Nos tempos de total, ou quase total, ausência de
iluminação artificial, o sono era uma função circadiana pura, condicionada pelo
nascer e pôr do Sol. Em boa verdade, em muitos períodos do ano o intervalo
entre os dois fenómenos é pequeno, ou seja, o dia é curto e a noite longa, com
duração muito superior à do sono necessário. Por isso, é pouco provável que o homem
dormisse alguma vez tanto tempo, numa única etapa. E, se não dormia numa única
etapa, como dormia? Provavelmente, faria o que hoje se chama de sono
segmentado, com dois períodos distintos antes da aurora, separados por um
interregno. Aliás, a constatação não será muito original, pois há expressões antigas com
ela relacionadas, como a do primeiro sono, ou premier
sommeil em França, primo sonno em Itália e qualquer coisa
parecida em chinês.
E que faziam os nossos antepassados no interregno entre
os dois sonos? É matéria misteriosa, mas defendem alguns que muitas vezes
fariam amor. Depois de dias cansativos de trabalho, cairiam na cama como pedras,
sem vagares para tais devaneios. Só depois do tal primeiro sono estariam com o
fitness exigido para a batalha conjugal. Não sei.

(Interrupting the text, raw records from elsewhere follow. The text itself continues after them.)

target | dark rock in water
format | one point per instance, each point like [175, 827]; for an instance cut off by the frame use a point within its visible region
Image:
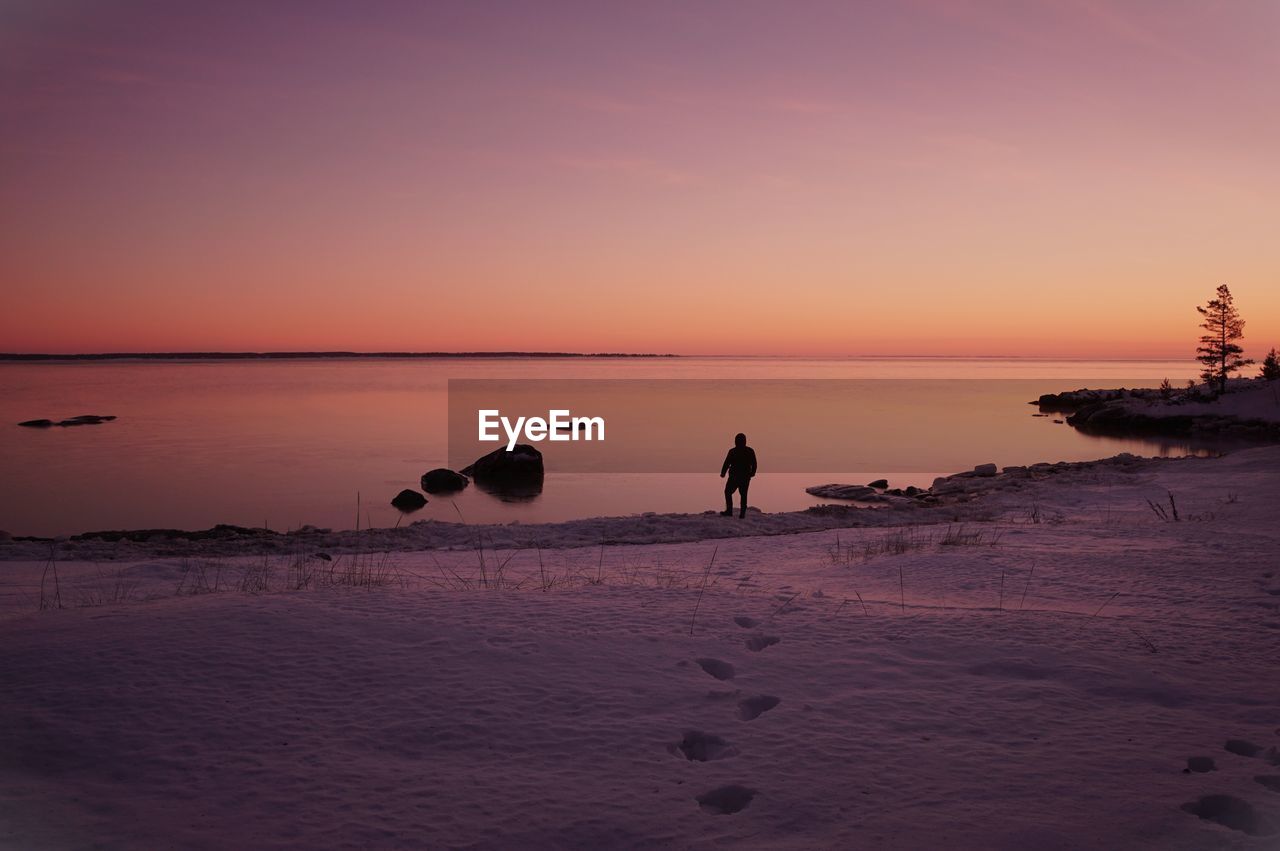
[841, 492]
[408, 501]
[443, 481]
[520, 467]
[222, 531]
[85, 419]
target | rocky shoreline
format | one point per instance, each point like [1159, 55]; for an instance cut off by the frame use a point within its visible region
[1248, 411]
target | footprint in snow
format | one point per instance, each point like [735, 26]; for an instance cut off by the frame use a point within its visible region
[716, 668]
[759, 641]
[726, 800]
[1230, 811]
[752, 708]
[698, 746]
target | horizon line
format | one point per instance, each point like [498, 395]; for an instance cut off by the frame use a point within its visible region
[531, 355]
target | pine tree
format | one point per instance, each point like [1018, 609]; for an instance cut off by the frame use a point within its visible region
[1271, 366]
[1217, 349]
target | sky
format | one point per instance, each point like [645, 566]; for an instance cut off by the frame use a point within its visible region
[927, 177]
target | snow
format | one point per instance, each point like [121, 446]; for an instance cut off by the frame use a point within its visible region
[1034, 662]
[1246, 399]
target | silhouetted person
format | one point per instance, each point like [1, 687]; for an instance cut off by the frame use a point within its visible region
[740, 466]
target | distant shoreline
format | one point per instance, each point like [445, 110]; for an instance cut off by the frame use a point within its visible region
[19, 357]
[306, 356]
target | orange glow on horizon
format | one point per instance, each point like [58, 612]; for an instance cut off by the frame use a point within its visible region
[1063, 179]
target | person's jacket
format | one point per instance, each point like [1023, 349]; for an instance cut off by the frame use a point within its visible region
[740, 462]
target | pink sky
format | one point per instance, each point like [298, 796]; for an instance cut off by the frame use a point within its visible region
[821, 178]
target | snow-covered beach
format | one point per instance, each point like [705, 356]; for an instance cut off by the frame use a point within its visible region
[1034, 660]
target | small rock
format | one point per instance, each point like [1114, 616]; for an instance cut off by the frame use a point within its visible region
[443, 480]
[408, 501]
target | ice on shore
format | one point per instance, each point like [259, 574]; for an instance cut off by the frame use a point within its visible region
[1043, 667]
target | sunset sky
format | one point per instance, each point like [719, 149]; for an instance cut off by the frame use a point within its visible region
[926, 177]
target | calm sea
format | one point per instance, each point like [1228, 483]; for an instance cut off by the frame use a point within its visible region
[287, 443]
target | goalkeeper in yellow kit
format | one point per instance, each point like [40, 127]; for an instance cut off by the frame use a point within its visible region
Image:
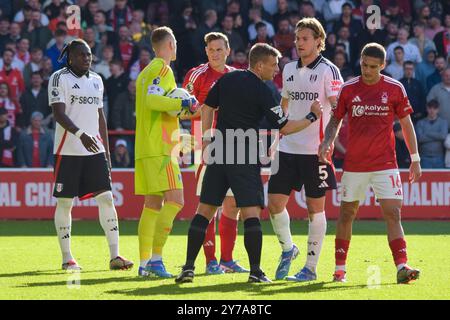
[157, 174]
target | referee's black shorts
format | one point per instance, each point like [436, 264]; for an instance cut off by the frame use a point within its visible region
[298, 170]
[243, 179]
[81, 176]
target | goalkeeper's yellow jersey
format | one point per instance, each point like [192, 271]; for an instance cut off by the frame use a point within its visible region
[156, 131]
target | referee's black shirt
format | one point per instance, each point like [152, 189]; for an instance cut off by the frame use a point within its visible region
[243, 100]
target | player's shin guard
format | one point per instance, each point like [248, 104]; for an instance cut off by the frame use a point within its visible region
[398, 249]
[196, 236]
[63, 224]
[108, 221]
[316, 233]
[253, 242]
[228, 233]
[146, 232]
[281, 227]
[164, 225]
[341, 250]
[209, 244]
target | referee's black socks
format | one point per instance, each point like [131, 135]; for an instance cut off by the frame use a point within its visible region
[253, 243]
[196, 236]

Falo nisto porque há testemunhos de gente que usa essas
horas a meio da noite a trabalhar, sobretudo em actividades criativas, como escrever,
planear, versejar, pintar e por aí fora.
A escritora escocesa Karen Emslise conta-nos que nesse
período escreve "de jacto", sem preocupações de estilo, sintaxe,
sequer de ortografia. Horas depois vai dormir outra vez. Segundo ela, o
interregno do sono segmentado é destinado à criação em exclusivo. A revisão e
edição dos textos é feita de dia, hora a que o cérebro está mais apto para esse
trabalho e menos voltado para a criação.
O arquitecto Frank Wright
acordava às 4 horas, trabalhava três ou quatro e dormia depois um soneca; o
escritor Knut Hamsun, Prémio Nobel da Literatura, dormia com papel e
lápis à cabeceira, escrevia algumas horas a meio da noite e aconselhava a
começar a escrever mesmo às escuras quando a ideia nascia; e a escritora Marilynne Robinson também
trabalhava regularmente a meio da noite durante o que chamava insónia
benevolente.
Sabe-se que o nível sérico da prolactina aumenta durante
o sono e tem influência na qualidade dos sonhos. É bem possível que seja esse o
segredo da insónia benevolente—a transformação da vida num sonho.